Phishing emails are designed on a certain pattern. If we observe closely, we can identify them easily. Following are a few essential elements of a phishing email:
There will be a touch of emotional manipulation
Phishing emails play with your emotion. Sometimes they have a sense of fear in them. For example: “Your Facebook account is hacked! Click the link to retrieve your account”. They may also have a sense of excitement or surprise.
For example: “Congratulations! You have won a lottery! Click on the link for details.” They may also play with your empathy. For example: “COVID-19 patients need your immediate help. Please donate.” Such emails are highly suspicious. Report them and delete them.
The air of urgency in the email
If you observe the above examples closely, you will notice that they all had an air of urgency. The victims of phishing emails are fooled into responding immediately.
They will ask for your confidential information
This is what the hackers do - They manipulate your instinct of trust and simply ask for your personal and financial information. Do not give your information by email, phone call, or SMS.
The links look suspicious
The links provided in the phishing email are not secure. The best way to identify phishing links is by using secure phishing detection services such as Google Transparency Report.
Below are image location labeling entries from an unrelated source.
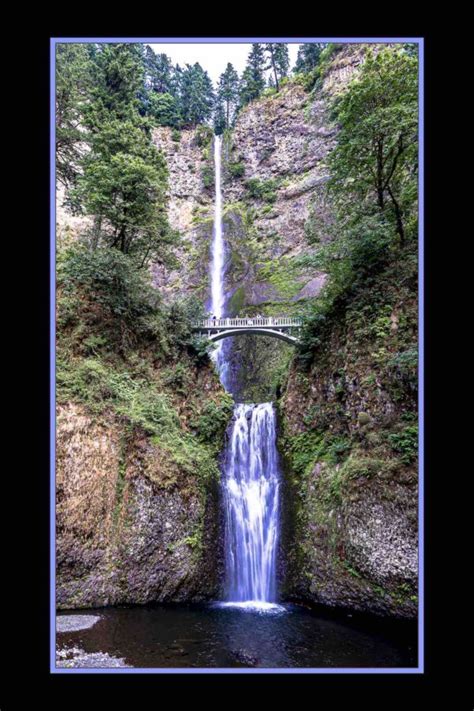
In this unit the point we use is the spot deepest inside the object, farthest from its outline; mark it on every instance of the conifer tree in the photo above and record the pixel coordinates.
(308, 56)
(197, 95)
(278, 61)
(253, 79)
(228, 93)
(73, 85)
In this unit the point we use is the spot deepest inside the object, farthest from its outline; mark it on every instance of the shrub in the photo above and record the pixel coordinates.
(262, 189)
(207, 176)
(213, 421)
(104, 290)
(405, 443)
(236, 170)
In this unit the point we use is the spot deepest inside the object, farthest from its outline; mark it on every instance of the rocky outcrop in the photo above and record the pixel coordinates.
(349, 437)
(189, 159)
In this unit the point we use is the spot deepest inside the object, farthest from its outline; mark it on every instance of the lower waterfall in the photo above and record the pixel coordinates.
(251, 488)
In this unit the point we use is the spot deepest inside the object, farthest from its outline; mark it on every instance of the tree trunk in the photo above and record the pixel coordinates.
(380, 187)
(398, 216)
(96, 231)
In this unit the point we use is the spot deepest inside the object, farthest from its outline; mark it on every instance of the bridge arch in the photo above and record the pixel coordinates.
(282, 327)
(282, 336)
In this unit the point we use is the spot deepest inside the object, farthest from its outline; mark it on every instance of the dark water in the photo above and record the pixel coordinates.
(207, 636)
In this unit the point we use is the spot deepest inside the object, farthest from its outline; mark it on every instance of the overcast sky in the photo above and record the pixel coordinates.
(213, 57)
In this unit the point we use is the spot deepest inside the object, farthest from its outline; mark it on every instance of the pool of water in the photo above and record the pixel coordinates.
(213, 635)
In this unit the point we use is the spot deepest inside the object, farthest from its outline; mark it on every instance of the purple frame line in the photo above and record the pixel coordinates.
(218, 670)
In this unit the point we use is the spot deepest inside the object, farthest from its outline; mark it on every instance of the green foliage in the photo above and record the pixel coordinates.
(308, 57)
(253, 80)
(204, 135)
(405, 443)
(214, 419)
(277, 60)
(164, 108)
(262, 189)
(236, 170)
(73, 86)
(228, 96)
(107, 279)
(378, 117)
(196, 95)
(377, 144)
(207, 176)
(307, 448)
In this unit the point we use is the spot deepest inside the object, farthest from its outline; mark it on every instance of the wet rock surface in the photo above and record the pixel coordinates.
(74, 623)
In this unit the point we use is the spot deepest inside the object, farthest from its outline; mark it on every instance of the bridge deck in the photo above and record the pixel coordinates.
(272, 322)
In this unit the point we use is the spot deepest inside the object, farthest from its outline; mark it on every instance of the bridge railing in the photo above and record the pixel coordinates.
(248, 322)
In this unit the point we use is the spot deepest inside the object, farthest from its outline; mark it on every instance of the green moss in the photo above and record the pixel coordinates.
(281, 274)
(262, 189)
(237, 301)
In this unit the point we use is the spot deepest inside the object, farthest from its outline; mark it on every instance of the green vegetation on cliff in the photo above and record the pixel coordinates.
(349, 409)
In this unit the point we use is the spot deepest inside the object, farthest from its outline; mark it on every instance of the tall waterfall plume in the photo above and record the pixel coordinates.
(250, 478)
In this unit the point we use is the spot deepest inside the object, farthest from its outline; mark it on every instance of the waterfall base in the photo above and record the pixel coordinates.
(253, 606)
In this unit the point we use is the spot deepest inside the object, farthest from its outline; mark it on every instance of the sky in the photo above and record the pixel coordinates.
(213, 57)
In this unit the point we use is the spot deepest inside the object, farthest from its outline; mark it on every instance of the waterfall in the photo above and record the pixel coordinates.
(250, 476)
(217, 262)
(251, 495)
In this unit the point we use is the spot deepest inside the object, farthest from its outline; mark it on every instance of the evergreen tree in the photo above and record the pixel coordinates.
(377, 142)
(228, 92)
(253, 79)
(308, 57)
(124, 176)
(278, 61)
(117, 81)
(197, 95)
(219, 118)
(73, 85)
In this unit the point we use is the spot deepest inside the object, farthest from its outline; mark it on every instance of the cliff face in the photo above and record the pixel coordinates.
(349, 437)
(136, 521)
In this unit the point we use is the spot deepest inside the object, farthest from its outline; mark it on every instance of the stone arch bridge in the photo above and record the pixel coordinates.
(282, 327)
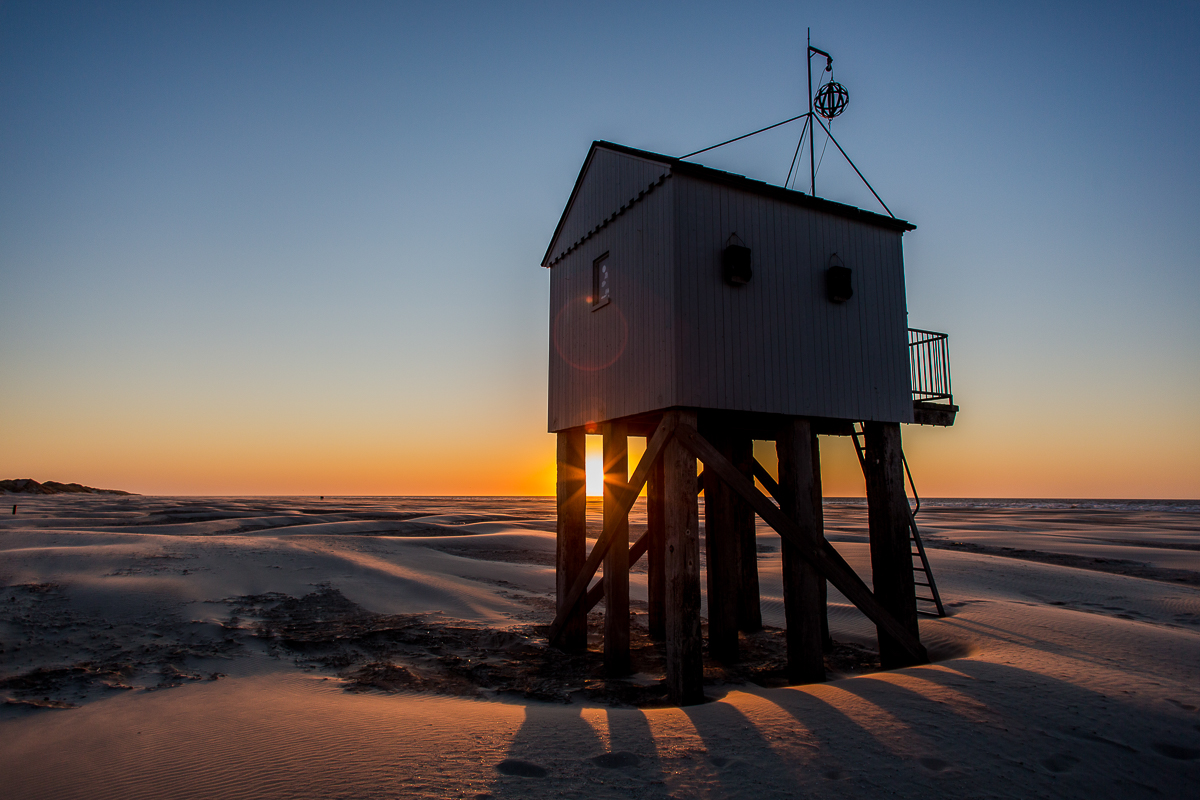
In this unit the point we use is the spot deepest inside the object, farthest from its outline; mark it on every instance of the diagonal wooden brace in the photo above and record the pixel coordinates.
(823, 558)
(765, 477)
(628, 497)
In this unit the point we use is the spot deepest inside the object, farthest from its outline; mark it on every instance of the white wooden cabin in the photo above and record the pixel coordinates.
(705, 311)
(642, 317)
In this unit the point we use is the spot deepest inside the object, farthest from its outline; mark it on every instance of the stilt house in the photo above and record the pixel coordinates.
(705, 311)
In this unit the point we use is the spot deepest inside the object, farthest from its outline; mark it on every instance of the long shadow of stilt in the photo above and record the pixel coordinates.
(951, 726)
(558, 753)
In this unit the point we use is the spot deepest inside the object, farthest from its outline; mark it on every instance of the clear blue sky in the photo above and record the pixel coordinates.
(256, 247)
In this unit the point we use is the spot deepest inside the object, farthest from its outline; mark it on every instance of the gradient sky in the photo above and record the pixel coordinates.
(293, 248)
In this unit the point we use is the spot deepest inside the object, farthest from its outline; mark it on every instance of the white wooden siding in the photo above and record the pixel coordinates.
(778, 344)
(617, 360)
(611, 180)
(677, 335)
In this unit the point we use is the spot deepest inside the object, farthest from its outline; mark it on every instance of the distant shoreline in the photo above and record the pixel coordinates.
(29, 486)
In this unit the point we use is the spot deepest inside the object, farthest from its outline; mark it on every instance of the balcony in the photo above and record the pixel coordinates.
(929, 373)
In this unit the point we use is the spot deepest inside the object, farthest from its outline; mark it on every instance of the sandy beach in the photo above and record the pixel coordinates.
(382, 648)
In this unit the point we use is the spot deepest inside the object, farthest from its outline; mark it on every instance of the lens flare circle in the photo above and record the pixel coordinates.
(589, 353)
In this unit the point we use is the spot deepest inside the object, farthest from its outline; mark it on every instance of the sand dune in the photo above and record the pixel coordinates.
(289, 647)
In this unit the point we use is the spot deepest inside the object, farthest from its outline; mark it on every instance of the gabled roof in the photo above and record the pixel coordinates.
(678, 167)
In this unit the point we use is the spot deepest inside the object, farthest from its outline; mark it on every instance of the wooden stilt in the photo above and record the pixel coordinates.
(616, 561)
(749, 603)
(724, 554)
(571, 548)
(628, 495)
(887, 510)
(684, 667)
(819, 521)
(655, 521)
(802, 582)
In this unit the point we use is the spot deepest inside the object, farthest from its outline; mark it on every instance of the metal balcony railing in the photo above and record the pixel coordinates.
(929, 366)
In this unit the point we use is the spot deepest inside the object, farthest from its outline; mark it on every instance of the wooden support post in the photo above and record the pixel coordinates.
(887, 512)
(655, 554)
(749, 602)
(802, 582)
(628, 495)
(684, 667)
(819, 521)
(724, 551)
(822, 555)
(571, 548)
(616, 561)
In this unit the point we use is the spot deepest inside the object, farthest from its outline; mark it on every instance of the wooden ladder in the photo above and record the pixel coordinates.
(919, 567)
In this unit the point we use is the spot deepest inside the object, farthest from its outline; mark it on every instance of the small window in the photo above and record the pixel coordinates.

Spear phishing is a real threat to your business. You can protect your business from such scams by following these best practices:
1. Awareness and reporting
The best way to defend your company from spear-phishing scams is education. The employees of your company are the first line of defense against phishing attacks. Well aware employees can detect and report such scams instantly. There should be a systematic mechanism of reporting phishing scams against an organization to all employees so that they become alarmed against the threat.
2. Offensive security
Offensive security mechanism requires pro-active attacker approach against cyber threats. For example, security experts should design and launch phishing scams within the network of an organization to detect loopholes and improve security awareness among the employees.
3. Defensive security
This includes various defense tools such as firewall, endpoint security system, data protection tools, anti-malware, and network intrusion detection systems. All software used by your organization should always be patched to enhance cybersecurity. Furthermore, there should be a solid incident response plan to mitigate the impact of such attacks.
4. Social media code of conduct
Employees must be trained against threats on social media. It is not safe to share your personal and financial information on social networking websites. Furthermore, revealing your company’s private information on social networking websites can be a huge breach in your organization’s security. All employees must be aware of the social networking code of conduct.
Remember - human is the weakest link in security. You have to strengthen the security of your company by strengthening the weakest link.